2. Defendant, Michael Withers, is a public school history teacher at Grafton High School and was Plaintiff D. D.’s teacher during relevant time periods and as such was responsible for the daily delivery of a Free Appropriate Public Education (FAPE) to the Plaintiff, D.D.

3. Defendant, Greg Cartwright, is the principal of Grafton High School and as such was responsible for the administration of Grafton High School and the duty to see that handicapped students at Grafton High School were afforded their rights to a FAPE under state and federal law.

4. Defendant, Wendell Teets, is the superintendent of Taylor County Schools and as such is responsible for the administration of educational services in Taylor County as well as the duty to see that principals and teachers under his supervision provide handicapped students with a FAPE as required by state and federal law.

5. The Defendant, Taylor County Board of Education, is a public corporation which has the duty to set educational policy and to ensure that the educational system of Taylor County protects the rights of handicapped students to a FAPE, pursuant to Public Law 94-142 20 U.S.C. :1400 et. seq; and implementing regulations; 34 C.F.R. 300.340 and 300.235.

6. Plaintiff D. D. was diagnosed as having a learning disability in the fourth grade while attending Anna Jarvis School in Taylor County. He was thereafter educated pursuant to an Individual Educational Program CIEP) designed to accommodate his learning disability as required by Public Law 94-142 and implementing federal regulations, 34 C.F.R. 300.130 and implementing State Policy No. 2419, Section 1.3, 1.4 and 2.11.

7. Because of Plaintiff D. D.'s learning disability his educational program was adapted to provide for oral testing by a learning disabilities teacher in a learning disabilities resource classroom.

8. Oral testing of Plaintiff D. D. was appropriate for him and was regularly provided at Anna Jarvis School and Grafton Middle School.
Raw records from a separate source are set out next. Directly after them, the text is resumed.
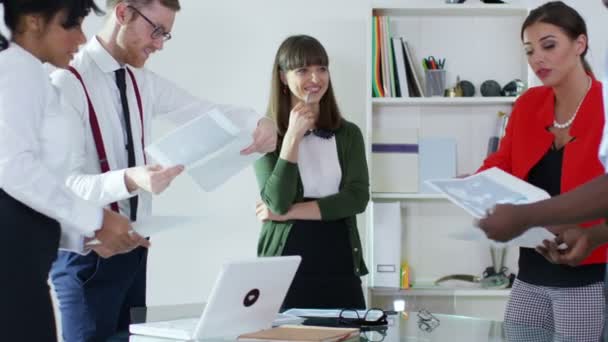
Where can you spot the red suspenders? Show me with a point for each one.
(99, 146)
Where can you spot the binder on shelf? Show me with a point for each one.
(387, 244)
(437, 160)
(395, 160)
(401, 77)
(377, 90)
(412, 75)
(385, 53)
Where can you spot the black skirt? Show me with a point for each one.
(326, 277)
(27, 249)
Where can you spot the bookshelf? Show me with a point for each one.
(480, 42)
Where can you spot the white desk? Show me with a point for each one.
(401, 328)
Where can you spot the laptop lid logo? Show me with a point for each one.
(251, 297)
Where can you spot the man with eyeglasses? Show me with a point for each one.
(116, 99)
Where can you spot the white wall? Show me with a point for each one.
(223, 51)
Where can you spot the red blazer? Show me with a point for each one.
(527, 140)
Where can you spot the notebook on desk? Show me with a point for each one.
(246, 297)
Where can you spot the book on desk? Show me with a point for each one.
(303, 334)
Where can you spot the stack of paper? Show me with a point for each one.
(303, 334)
(481, 192)
(208, 145)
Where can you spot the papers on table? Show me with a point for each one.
(480, 192)
(208, 145)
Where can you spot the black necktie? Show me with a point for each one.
(122, 87)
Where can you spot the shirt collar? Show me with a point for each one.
(101, 56)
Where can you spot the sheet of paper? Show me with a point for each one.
(208, 145)
(530, 238)
(480, 192)
(153, 225)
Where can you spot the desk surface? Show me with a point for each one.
(401, 327)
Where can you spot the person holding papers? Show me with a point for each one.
(34, 152)
(115, 100)
(315, 184)
(551, 141)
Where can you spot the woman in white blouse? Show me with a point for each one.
(316, 182)
(34, 155)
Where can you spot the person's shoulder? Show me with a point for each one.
(19, 69)
(535, 94)
(349, 127)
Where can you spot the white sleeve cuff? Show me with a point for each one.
(72, 241)
(116, 186)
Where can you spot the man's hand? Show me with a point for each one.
(117, 236)
(264, 138)
(154, 178)
(503, 223)
(264, 214)
(579, 244)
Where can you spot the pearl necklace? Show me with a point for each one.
(571, 120)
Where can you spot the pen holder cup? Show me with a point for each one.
(434, 82)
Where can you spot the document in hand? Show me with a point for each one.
(208, 145)
(303, 334)
(482, 191)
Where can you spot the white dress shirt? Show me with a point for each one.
(35, 144)
(159, 97)
(319, 166)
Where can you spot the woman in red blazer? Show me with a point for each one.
(552, 141)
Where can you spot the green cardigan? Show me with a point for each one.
(281, 187)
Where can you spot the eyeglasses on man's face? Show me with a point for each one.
(158, 31)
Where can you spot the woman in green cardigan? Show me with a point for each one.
(314, 184)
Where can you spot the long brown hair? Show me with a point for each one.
(296, 52)
(563, 16)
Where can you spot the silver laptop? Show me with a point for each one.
(246, 297)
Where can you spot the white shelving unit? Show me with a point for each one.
(480, 42)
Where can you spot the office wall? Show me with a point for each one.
(223, 51)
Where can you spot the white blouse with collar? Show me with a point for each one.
(319, 166)
(35, 141)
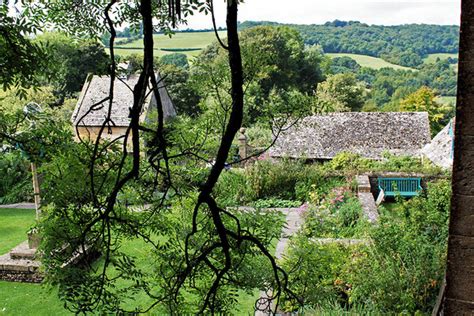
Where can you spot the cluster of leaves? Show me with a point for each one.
(22, 60)
(279, 73)
(275, 181)
(387, 88)
(15, 183)
(337, 215)
(147, 254)
(353, 163)
(404, 45)
(399, 271)
(275, 202)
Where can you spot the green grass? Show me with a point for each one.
(34, 299)
(198, 40)
(29, 299)
(369, 61)
(431, 58)
(14, 223)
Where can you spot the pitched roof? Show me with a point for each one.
(97, 88)
(369, 134)
(440, 150)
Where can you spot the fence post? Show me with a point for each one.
(243, 148)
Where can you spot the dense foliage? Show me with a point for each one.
(279, 73)
(399, 268)
(404, 45)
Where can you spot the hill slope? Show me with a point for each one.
(404, 45)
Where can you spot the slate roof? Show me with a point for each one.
(440, 150)
(369, 134)
(97, 88)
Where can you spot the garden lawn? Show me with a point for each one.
(431, 58)
(14, 224)
(179, 42)
(34, 299)
(369, 61)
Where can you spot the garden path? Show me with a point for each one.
(294, 220)
(19, 205)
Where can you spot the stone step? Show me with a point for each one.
(20, 270)
(22, 251)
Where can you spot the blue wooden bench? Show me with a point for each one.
(406, 187)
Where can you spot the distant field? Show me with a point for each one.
(446, 100)
(195, 40)
(431, 58)
(369, 61)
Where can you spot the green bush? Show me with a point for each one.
(15, 180)
(335, 218)
(398, 273)
(275, 202)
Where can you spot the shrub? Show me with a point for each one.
(315, 274)
(15, 180)
(403, 270)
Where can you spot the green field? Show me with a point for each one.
(194, 40)
(431, 58)
(369, 61)
(36, 300)
(14, 223)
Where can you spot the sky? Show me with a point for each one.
(384, 12)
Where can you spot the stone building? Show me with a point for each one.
(96, 88)
(441, 149)
(369, 134)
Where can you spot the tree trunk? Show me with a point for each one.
(459, 295)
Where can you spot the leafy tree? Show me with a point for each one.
(423, 100)
(340, 93)
(404, 45)
(21, 59)
(177, 59)
(177, 81)
(198, 253)
(274, 59)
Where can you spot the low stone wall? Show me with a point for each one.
(19, 270)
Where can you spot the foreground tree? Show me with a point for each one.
(459, 277)
(424, 100)
(195, 248)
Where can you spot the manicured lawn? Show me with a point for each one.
(369, 61)
(446, 100)
(14, 223)
(29, 299)
(431, 58)
(34, 299)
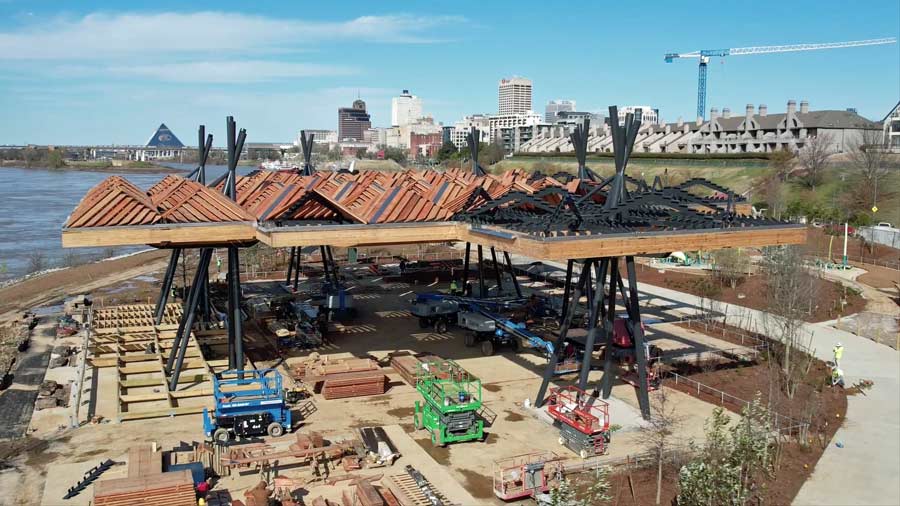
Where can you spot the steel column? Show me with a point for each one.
(566, 291)
(287, 280)
(497, 273)
(166, 286)
(179, 346)
(609, 365)
(481, 290)
(234, 296)
(563, 331)
(634, 318)
(595, 316)
(512, 274)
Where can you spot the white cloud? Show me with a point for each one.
(169, 34)
(240, 71)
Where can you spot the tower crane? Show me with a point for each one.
(704, 54)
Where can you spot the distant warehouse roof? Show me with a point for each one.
(164, 138)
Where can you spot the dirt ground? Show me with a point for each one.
(751, 292)
(54, 286)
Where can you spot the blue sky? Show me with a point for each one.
(93, 72)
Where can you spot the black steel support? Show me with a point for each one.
(609, 366)
(563, 332)
(481, 288)
(235, 319)
(497, 272)
(567, 291)
(288, 278)
(512, 274)
(182, 336)
(166, 286)
(297, 269)
(637, 330)
(465, 283)
(596, 314)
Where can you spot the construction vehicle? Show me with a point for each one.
(582, 419)
(451, 401)
(247, 403)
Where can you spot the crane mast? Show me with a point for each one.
(704, 54)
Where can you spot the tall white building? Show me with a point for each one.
(649, 115)
(554, 107)
(515, 96)
(405, 109)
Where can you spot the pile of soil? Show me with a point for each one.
(754, 291)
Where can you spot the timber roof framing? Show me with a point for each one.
(550, 217)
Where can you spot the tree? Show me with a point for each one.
(731, 265)
(792, 291)
(814, 158)
(658, 431)
(37, 261)
(55, 159)
(782, 161)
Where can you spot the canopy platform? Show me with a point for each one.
(558, 217)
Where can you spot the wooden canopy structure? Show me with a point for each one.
(557, 217)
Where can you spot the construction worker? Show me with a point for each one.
(837, 377)
(838, 352)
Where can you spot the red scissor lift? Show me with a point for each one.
(583, 420)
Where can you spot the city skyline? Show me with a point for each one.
(157, 63)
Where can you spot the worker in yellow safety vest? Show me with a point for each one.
(837, 377)
(838, 352)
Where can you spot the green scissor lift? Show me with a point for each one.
(451, 400)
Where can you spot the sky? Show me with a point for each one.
(95, 72)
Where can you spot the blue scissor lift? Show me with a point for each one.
(248, 403)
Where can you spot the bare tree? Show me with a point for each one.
(37, 261)
(814, 158)
(791, 296)
(731, 265)
(659, 431)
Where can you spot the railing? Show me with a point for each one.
(783, 425)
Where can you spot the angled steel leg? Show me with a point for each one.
(234, 304)
(637, 330)
(179, 346)
(512, 274)
(596, 315)
(291, 265)
(466, 267)
(609, 366)
(566, 291)
(563, 331)
(167, 286)
(497, 271)
(481, 288)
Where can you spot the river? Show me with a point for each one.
(34, 204)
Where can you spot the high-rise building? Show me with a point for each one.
(554, 107)
(405, 109)
(353, 121)
(515, 96)
(649, 115)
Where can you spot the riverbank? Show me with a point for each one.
(108, 167)
(56, 285)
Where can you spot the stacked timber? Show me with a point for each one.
(406, 365)
(343, 378)
(164, 489)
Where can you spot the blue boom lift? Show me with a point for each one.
(248, 403)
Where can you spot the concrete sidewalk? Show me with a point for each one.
(867, 469)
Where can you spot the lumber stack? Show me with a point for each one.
(406, 365)
(164, 489)
(354, 384)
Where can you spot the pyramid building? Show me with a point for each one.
(163, 145)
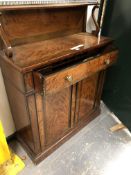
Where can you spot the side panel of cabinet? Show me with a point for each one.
(86, 96)
(57, 108)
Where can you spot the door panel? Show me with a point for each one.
(57, 114)
(86, 96)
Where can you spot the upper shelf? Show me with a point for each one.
(7, 5)
(34, 55)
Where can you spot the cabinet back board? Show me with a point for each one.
(26, 26)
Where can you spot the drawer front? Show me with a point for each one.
(67, 77)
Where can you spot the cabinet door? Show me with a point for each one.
(57, 110)
(86, 96)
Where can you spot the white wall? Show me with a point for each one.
(5, 114)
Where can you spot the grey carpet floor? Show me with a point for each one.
(95, 150)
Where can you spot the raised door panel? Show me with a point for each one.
(57, 115)
(86, 95)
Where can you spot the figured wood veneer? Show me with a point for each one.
(47, 109)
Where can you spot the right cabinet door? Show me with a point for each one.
(88, 95)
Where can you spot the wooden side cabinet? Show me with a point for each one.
(53, 72)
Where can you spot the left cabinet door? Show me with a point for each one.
(56, 111)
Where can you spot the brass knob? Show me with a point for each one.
(69, 79)
(107, 62)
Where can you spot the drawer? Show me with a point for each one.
(71, 75)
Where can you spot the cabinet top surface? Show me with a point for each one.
(31, 56)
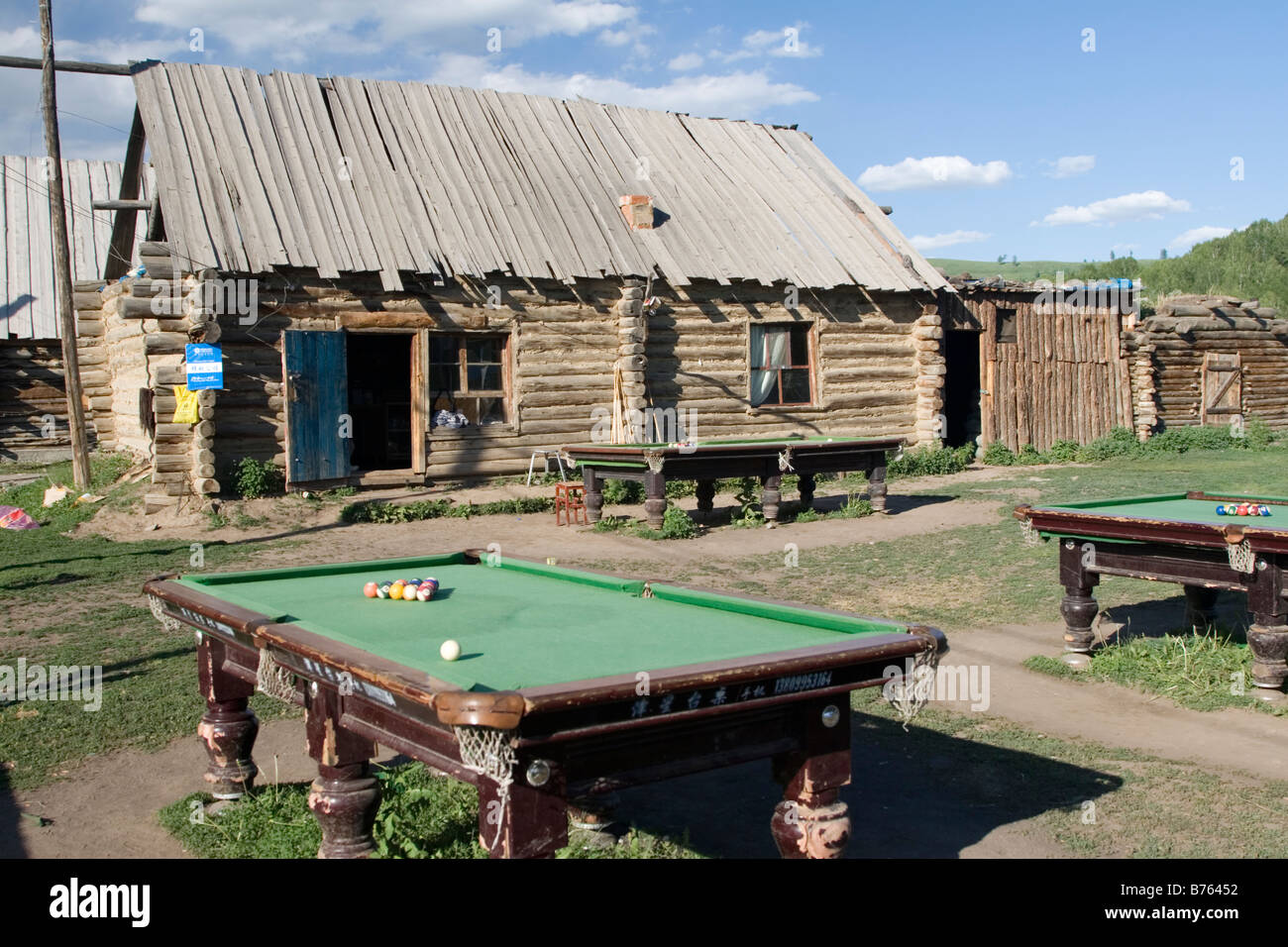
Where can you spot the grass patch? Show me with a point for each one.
(420, 815)
(1201, 671)
(1140, 805)
(378, 512)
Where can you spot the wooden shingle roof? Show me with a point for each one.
(348, 175)
(29, 296)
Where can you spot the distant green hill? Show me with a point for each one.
(1250, 263)
(1024, 270)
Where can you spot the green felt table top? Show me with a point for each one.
(1179, 508)
(523, 624)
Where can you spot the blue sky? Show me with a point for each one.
(992, 128)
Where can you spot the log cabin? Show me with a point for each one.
(1031, 364)
(412, 282)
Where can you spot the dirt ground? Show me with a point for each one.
(107, 806)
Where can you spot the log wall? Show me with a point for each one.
(879, 369)
(1064, 377)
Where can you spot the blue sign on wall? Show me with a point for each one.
(205, 368)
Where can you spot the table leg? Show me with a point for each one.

9. In the Fall of 1990, the Plaintiff, D. D., entered Grafton High School as a learning disabled student and was assigned to Defendant Michael Withers' history class.

10. The Plaintiff, D. D., received low grades in most subjects during the first quarter of his first year at Grafton High School.

11. Concerned about their son’s low grades, the Plaintiffs, John Doe and Jane Doe, scheduled meetings with all of D. D.’s teachers to discuss their son’s IEP and to stress the need for oral testing by a learning disabilities teacher in a learning disability resource room.

12. The Plaintiffs, John Doe and Jane Doe, met with all of D. D.’s teachers.

13. All teachers but Defendant Michael Withers agreed to comply with the oral testing by the learning disabilities teacher in the learning disability resource room.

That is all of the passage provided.